The currency of Africa’s biggest oil producer fell as much as 0.4 percent in the interbank market and traded 0.1 percent lower at 162.55 per dollar by 3:10 p.m. in Lagos, according to data compiled by Bloomberg. The naira is down 0.3 percent this year, after being Africa’s best-performer against the dollar in the first five months.
While inflation slowed to 12.7 percent in May from 12.9 percent in April, the rate is set to peak at 14.5 percent in the third quarter, the highest since April 2010, according to the Central Bank of Nigeria. Policy makers have held the benchmark interest rate at 12 percent this year to curb the naira’s decline and combat inflation, after raising it by 5.75 percentage points in 2011. The nation’s benchmark bonny light crude fell to $97.32 a barrel today, from $128.47 on March 13.
“While seasonal month-end sales should provide support to the naira over the next few days, dollar liquidity is expected to dwindle as investors continue to shy away from the domestic capital market amid concerns over rising inflation and a potential slump in the oil price,” Celeste Fauconnier and Nema Ramkhelawan-Bhana, strategists at Rand Merchant Bank, wrote in a report today.

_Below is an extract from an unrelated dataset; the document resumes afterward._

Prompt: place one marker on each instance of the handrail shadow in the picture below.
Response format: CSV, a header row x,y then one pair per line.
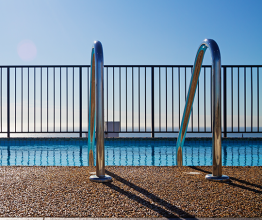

Nigeria sold 84 billion naira of bonds ($515 million), including 30 billion naira of debt due 2017, with bids down 13 percent for that maturity to 55.84 billion naira, according to the debt management agency.
The central bank sold $350 million at a foreign-currency auction today, matching the amount sold on June 27, at 155.94 naira per dollar, the Abuja-based bank said in an e-mailed statement. The regulator sold $700 million at auctions last week in efforts to support the naira. The oil industry, which sells dollars to lenders around the month-end to meet local expenses, is the second major supplier after the central bank.
The yield on Nigeria’s domestic 15.1 percent bonds due 2017 rose 14 basis points to 16.19 percent, according to June 29 data on the Financial Markets Dealers Association website. Yields on the nation’s $500 million of Eurobonds due 2021 fell three basis points to 5.55 percent today.
Ghana’s cedi appreciated 0.2 percent to 1.935 per dollar in Accra, the capital.